QUEENS — A teenage Bitcoin trader beat his lawyer roommate to death with a hammer in their upscale Astoria apartment Monday afternoon during a fight about money, sources said.

But Quentin Capobianco, 18, says that he was acting in self-defense after victim Jesse Smith tied him up and held him at gunpoint and he managed to break free during the incident.

Capobianco told investigators that Smith, 29, confonted him about costly damages the younger roommate had made to their apartment in the Exo building at 26-38 21st St. about 3:30 p.m. Monday, sources said.

Then he claimed that Smith, a Hofstra Law graduate who worked for Morton Povman, P.C. — owned by longtime former Forest Hills City Councilman Morton Povman — pointed a shotgun at him and tied him up, sources said.

The teen managed to free himself, snatch a hammer and bashed his roommate over the head, he claimed to investigators, according to the sources.

Smith was pronounced dead at Elmhurst Hospital, police said.

Investigators found the hammer and shotgun, but are getting a warrant for a more thorough search and to confirm Capobianco's story, sources said.

The Morton Povman law firm, which is based in Forest Hills, declined to comment.

Povman served the Forest Hills area for 30 years before stepping down in 2001, according to published reports.

Capobianco and Smith were in business together trading Bitcoin, a type of online currency, according to state records and online at sites like LocalBitcoins.com and BTCjam.com.

They advertised that they would meet customers in person and sell the virtual Bitcoin for cash.

"We are here for you with speedy and reliable service (just ask our repeat customers).
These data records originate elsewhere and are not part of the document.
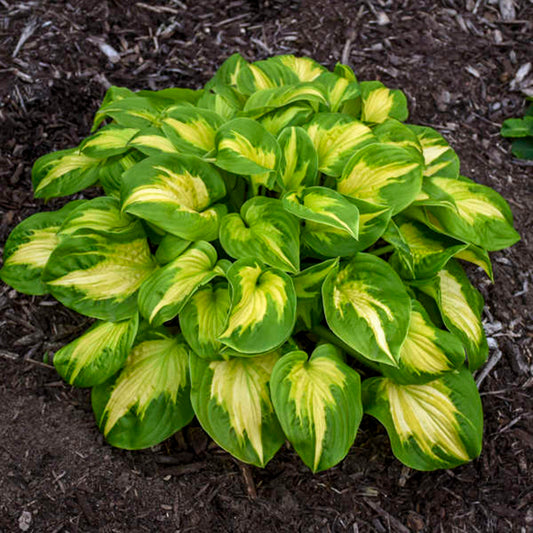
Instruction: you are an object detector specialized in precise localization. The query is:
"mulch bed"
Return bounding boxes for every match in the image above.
[0,0,533,533]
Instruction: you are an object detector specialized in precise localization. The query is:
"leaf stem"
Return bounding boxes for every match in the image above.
[311,325,382,374]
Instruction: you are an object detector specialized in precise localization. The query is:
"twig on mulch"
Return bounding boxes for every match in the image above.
[159,461,207,477]
[239,463,257,500]
[476,337,503,389]
[363,498,411,533]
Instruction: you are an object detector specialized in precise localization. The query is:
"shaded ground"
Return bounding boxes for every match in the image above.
[0,0,533,533]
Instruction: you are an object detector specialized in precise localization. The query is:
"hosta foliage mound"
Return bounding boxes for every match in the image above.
[1,55,518,471]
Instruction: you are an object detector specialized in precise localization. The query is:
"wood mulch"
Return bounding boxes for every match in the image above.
[0,0,533,533]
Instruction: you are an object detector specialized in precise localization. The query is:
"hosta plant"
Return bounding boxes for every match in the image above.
[1,55,519,472]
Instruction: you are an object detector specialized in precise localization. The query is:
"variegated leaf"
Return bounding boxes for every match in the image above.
[372,118,424,164]
[415,259,488,370]
[306,113,376,177]
[337,143,422,215]
[190,352,285,466]
[237,58,298,96]
[215,118,280,176]
[408,124,459,178]
[243,83,327,118]
[219,196,300,272]
[454,244,494,281]
[31,148,105,200]
[278,127,318,191]
[198,90,242,121]
[155,233,192,265]
[219,259,296,354]
[91,93,168,129]
[43,225,156,322]
[162,106,224,156]
[180,282,231,359]
[363,368,483,470]
[92,336,194,450]
[135,87,204,104]
[270,344,363,472]
[80,124,139,159]
[54,314,139,387]
[333,63,357,81]
[91,86,135,133]
[316,72,360,113]
[0,200,84,294]
[302,198,391,257]
[139,241,223,326]
[359,81,409,124]
[382,300,465,383]
[282,187,359,239]
[121,154,226,241]
[383,217,468,279]
[98,150,144,199]
[257,103,313,136]
[292,259,339,330]
[271,55,327,82]
[129,126,178,156]
[418,176,520,251]
[322,253,411,366]
[59,196,144,237]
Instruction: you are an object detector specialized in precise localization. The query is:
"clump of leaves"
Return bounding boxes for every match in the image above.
[1,55,519,471]
[501,96,533,159]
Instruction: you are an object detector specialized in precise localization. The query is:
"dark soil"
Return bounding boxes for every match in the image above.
[0,0,533,533]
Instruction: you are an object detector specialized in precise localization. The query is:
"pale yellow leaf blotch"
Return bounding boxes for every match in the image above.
[280,56,324,82]
[191,289,229,342]
[209,352,279,463]
[399,222,446,261]
[287,357,346,470]
[67,320,131,383]
[48,239,155,302]
[307,121,373,170]
[437,270,483,344]
[433,178,505,224]
[221,266,287,338]
[102,339,188,435]
[400,309,452,374]
[361,87,394,124]
[333,269,396,366]
[337,159,418,205]
[83,128,139,150]
[218,131,276,170]
[4,226,59,268]
[122,166,210,212]
[418,137,450,167]
[304,193,355,237]
[248,65,276,90]
[130,135,178,154]
[382,379,470,461]
[149,248,213,322]
[163,117,216,152]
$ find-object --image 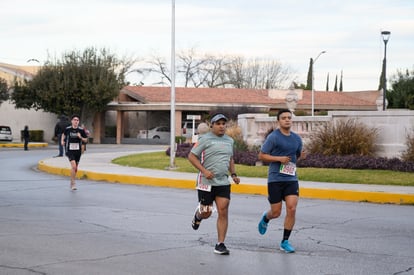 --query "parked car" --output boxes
[137,126,170,139]
[181,121,200,138]
[0,126,13,141]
You get your bitcoins on the spot, we wait four days for them. We have a LOT of Bitcoins and an even BIGGER demand," the traders wrote on LocalBitcoins.com.

Numbers listed for Capobianco and Smith on the Bitcoin sites were not answered. Capobianco's family could not be reached for comment.

Smith, who was known to dress well, had once bragged to neighbors that he was a lawyer, but appeared to have started struggling recently.

"He'd always come in. He was a regular, but we hadn't seen him for awhile. He told us he was a lawyer. He said he used to work for other people, but now he worked for himself," said clerk at a nearby liquor store, Tony Wang, 31.

"He'd buy [Moet] champagne. He always dressed nice, but not the last few times. He said his business wasn't good. He looked rough, like he had a lot going on," Wang added.

Capobianco, who has no criminal record, was arrested at the apartment on charges of murder and criminal possession of a weapon, police said.

He was still awaiting arraignment Tuesday afternoon, prosecutors said.

Staff at a dry cleaners where the roommates had opened an account in October said Capobianco was reserved.

"They were both really fancy, wearing expensive clothes. Jesse talked directly. Quentin was kind of quiet," said dry cleaner Sylvia Barron, 46.

The Exo, where one-bedrooms go for $2,750, bills itself as an upscale apartment building with a roof deck and fitness center.

Smith visited a nearby deli just four hours before his death to buy cigarettes and iced tea.

"He said, 'Hi.' We asked, 'How is everything?'...He wore a suit and tie. I can'e believe it. I'm shocked. This is probably one of the last places he was," said deli employee Mohammed Alan, 19.

"He was a very good person. He was a lawyer. He said, 'If you ever have problems, call me,'" Alan remembered.